Committees shall be discharged by the President when their work has been
completed and their reports accepted, or when, in the opinion of the Board of
Directors, it is deemed wise to discontinue the committees.
Once committee action has been approved by the President, it shall be incumbent
upon the committee chairmen or, in their absence, whom they designate as being
familiar enough with the issue, to give testimony to, or make presentations
before, civic and governmental agencies.
The Board of Directors may create such divisions, bureaus, departments, councils
or subsidiary corporations as it deems advisable to handle the work of the
Chamber.
The Board shall authorize and define the powers and duties of all divisions,
bureaus, departments, and subsidiary corporations. The Board shall annually
review and approve all activities and proposed programs such divisions, bureaus,
departments, councils, or subsidiary corporations, including collection and
disbursement of funds.
No action or resolution of any kind shall be taken by divisions, bureaus,
departments, or subsidiary corporations have bearing upon or expressive of the
Chamber, unless approved by the Board of Directors.
ARTICLE VII Finances
All money paid to the Cotter Area Chamber
of Commerce, Inc., shall be placed in a general operating fund. Funds unused
from the current year's budget will be placed in a reserve account.
Upon approval of the budget, the President
is authorized to make disbursements on accounts and expenses provided for in the
budget without additional approval of the Board of Directors. Disbursement shall
be by check.
The fiscal year of the Cotter Area Chamber
of Commerce, Inc., shall close on December 31st.
As soon as possible after election of the new Board of Directors and officers,
the Executive Committee or Budget Committee shall adopt the budget for the
coming year and submit it to the Board of Directors for approval.
The accounts of the Cotter Area Chamber of
Commerce, Inc., shall be audited annually as of the close of business on
December 31 by a public accountant. The audit shall at all times be available to
members of the organization within the office of the Cotter Area Chamber of
Commerce, Inc.
The President and such other officers and
staff as the Board of Directors may designate shall be bonded by a sufficient
fidelity bond in the amount set by the Board and paid for by the Cotter Area
Chamber of Commerce, Inc.
ARTICLE VIII Dissolution
The Cotter Area Chamber of Commerce, Inc.,
shall use its funds only to accomplish the objectives and purposes specified in
these bylaws, and no part of said funds shall inure, or be distributed, to the
members of the Cotter Area Chamber of Commerce, Inc.

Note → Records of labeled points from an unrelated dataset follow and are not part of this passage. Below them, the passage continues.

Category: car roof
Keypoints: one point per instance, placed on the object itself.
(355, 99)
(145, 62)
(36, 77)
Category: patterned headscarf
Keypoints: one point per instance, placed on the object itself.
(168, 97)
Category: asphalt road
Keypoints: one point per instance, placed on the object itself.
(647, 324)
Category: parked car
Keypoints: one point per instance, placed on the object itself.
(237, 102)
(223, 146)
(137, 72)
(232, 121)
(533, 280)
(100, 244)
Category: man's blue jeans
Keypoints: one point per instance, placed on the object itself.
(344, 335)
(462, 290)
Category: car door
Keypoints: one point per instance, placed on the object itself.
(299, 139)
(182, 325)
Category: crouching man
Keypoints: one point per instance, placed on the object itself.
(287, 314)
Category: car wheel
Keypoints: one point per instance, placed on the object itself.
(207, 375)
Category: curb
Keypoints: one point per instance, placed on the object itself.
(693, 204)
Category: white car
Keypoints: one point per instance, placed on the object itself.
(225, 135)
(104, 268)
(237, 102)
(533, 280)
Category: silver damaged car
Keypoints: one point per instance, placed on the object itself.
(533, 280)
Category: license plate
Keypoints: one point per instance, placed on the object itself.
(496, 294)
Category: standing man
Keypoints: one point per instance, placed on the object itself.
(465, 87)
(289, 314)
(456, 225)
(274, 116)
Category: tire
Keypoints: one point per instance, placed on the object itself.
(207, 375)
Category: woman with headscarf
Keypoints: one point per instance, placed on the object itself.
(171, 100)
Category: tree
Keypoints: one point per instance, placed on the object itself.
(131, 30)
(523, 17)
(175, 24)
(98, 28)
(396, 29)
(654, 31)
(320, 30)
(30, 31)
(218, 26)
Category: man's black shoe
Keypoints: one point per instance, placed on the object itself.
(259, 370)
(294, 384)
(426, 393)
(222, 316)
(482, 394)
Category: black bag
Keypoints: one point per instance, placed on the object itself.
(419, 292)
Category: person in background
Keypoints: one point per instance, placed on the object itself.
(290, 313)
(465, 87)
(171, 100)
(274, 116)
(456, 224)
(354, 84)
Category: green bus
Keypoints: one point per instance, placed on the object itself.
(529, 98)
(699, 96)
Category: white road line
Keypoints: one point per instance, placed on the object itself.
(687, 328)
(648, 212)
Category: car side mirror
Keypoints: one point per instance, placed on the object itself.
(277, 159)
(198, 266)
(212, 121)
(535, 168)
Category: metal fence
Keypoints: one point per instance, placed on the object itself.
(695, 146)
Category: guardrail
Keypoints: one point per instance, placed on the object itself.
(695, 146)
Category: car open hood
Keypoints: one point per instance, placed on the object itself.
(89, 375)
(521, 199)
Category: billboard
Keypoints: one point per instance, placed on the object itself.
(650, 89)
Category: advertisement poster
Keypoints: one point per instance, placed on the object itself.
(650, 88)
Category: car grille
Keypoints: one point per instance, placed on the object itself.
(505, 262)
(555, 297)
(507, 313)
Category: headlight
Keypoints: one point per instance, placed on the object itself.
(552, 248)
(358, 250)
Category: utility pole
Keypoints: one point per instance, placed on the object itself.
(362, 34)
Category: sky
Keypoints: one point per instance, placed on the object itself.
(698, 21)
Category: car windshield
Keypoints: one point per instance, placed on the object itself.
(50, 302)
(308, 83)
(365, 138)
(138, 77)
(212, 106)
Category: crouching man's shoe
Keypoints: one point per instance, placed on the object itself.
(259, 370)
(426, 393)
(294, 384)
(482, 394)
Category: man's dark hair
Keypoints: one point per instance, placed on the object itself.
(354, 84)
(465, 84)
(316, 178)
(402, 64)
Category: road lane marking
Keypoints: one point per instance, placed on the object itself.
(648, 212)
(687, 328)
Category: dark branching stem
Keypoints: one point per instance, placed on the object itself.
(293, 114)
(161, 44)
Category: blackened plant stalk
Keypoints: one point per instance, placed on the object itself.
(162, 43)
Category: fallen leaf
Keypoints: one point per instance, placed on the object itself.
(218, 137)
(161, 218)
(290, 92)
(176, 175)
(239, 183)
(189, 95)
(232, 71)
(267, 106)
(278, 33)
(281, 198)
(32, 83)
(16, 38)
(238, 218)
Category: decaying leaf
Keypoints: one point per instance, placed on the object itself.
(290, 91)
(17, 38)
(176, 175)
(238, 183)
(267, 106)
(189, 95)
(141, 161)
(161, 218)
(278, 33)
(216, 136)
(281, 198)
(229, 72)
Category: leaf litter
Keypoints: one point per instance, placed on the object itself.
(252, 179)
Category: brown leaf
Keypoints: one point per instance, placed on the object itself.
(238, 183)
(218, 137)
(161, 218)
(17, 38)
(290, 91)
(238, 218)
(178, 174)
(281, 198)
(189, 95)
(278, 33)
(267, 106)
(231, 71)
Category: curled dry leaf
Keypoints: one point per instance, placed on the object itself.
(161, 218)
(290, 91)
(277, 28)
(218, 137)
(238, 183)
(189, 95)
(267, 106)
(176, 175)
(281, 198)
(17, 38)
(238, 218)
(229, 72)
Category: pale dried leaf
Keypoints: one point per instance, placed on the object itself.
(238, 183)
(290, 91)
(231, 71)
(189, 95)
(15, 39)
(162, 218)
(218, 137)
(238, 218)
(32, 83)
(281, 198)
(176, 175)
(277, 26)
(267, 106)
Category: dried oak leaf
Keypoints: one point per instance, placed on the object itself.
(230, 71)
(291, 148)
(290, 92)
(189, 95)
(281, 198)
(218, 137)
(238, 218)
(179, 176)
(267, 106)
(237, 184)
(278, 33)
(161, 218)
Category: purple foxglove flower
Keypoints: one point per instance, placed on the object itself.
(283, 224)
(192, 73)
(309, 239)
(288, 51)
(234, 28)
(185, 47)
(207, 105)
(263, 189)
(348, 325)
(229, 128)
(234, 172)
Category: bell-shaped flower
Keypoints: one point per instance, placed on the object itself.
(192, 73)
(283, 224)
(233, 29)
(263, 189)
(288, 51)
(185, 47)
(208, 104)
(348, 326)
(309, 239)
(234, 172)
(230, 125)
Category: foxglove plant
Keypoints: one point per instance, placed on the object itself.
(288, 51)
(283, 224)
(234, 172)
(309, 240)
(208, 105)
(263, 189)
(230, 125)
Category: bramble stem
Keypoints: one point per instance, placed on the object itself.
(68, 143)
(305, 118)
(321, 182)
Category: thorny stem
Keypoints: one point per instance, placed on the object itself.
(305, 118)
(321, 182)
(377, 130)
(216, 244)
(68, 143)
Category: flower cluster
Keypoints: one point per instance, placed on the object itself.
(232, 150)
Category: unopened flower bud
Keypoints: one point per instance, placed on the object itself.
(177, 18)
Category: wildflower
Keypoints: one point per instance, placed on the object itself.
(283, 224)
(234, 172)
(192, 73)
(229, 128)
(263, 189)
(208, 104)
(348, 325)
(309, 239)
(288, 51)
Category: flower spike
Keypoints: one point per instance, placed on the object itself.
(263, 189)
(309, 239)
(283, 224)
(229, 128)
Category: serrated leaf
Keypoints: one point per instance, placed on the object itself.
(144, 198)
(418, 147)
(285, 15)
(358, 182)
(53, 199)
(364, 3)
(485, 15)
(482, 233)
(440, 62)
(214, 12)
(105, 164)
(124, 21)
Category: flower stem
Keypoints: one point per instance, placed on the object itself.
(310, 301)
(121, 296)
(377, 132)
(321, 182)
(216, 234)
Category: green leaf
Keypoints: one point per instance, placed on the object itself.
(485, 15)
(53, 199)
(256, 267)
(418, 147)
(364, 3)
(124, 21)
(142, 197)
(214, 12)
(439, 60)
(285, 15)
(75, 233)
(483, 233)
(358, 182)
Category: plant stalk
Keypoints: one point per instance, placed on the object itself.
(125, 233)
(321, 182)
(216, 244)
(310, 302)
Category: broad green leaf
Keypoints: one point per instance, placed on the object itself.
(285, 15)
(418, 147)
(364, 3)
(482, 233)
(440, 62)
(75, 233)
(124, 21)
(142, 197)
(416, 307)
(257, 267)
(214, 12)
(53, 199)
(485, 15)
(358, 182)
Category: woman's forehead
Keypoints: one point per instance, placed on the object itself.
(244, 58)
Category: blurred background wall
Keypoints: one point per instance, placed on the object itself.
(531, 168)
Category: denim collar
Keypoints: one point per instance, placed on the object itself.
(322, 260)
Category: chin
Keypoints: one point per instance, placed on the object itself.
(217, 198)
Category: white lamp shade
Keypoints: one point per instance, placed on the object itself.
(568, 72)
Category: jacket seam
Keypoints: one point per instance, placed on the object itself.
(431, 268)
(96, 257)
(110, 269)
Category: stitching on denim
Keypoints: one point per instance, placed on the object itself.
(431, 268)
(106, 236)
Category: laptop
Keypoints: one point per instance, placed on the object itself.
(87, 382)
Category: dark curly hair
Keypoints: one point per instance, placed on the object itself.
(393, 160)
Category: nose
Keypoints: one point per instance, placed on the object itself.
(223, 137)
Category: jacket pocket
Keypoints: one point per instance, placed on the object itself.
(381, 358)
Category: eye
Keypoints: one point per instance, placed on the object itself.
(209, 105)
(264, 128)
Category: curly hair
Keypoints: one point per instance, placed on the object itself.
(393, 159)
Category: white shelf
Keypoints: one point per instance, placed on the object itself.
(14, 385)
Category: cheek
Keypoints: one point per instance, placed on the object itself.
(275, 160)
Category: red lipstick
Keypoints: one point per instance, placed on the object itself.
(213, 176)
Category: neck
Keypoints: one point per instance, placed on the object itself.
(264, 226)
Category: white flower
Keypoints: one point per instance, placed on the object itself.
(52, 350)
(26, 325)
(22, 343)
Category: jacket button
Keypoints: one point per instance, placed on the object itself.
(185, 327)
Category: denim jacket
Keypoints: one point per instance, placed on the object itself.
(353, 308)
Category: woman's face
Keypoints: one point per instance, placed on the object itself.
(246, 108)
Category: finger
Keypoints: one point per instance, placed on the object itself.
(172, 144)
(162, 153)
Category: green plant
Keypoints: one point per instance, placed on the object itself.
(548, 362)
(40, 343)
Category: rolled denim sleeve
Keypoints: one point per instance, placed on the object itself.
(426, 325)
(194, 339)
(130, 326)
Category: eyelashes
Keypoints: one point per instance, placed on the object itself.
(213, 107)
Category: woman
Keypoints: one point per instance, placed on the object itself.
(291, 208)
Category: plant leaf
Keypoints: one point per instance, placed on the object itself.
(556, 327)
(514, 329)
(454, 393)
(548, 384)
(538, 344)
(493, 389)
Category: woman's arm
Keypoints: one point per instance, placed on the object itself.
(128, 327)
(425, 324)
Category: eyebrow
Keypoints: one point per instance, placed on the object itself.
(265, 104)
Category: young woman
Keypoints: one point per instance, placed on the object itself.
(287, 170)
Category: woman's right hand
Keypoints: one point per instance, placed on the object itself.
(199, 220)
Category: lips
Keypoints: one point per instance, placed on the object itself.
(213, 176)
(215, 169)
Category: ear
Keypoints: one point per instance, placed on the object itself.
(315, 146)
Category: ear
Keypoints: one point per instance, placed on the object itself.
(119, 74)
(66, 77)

On dissolution of the
Cotter Area Chamber of Commerce, Inc., any funds remaining shall be distributed
to one
or more regularly organized and qualified charitable, educational, scientific or
philanthropic organizations to be selected by the Board of Directors as defined
in IRS Section 501 c (3).
ARTICLE IX
The current edition of Roberts Rules of
Order shall be the final source of authority in all questions of parliamentary
procedure when such rules are not inconsistent with the charter or bylaws of the
Cotter Area Chamber of Commerce, Inc.
ARTICLE X
Amendments
These bylaws may be amended or altered by
a two-thirds (2/3) vote of the Board of Directors, or by a majority of the
members at any regular or special meeting, providing the notice for the meeting
includes the proposals for amendments. Any proposed amendments or alterations
shall be submitted to the Board or the members in writing, at least ten (10)
days in advance of the meeting at which they are to be acted upon.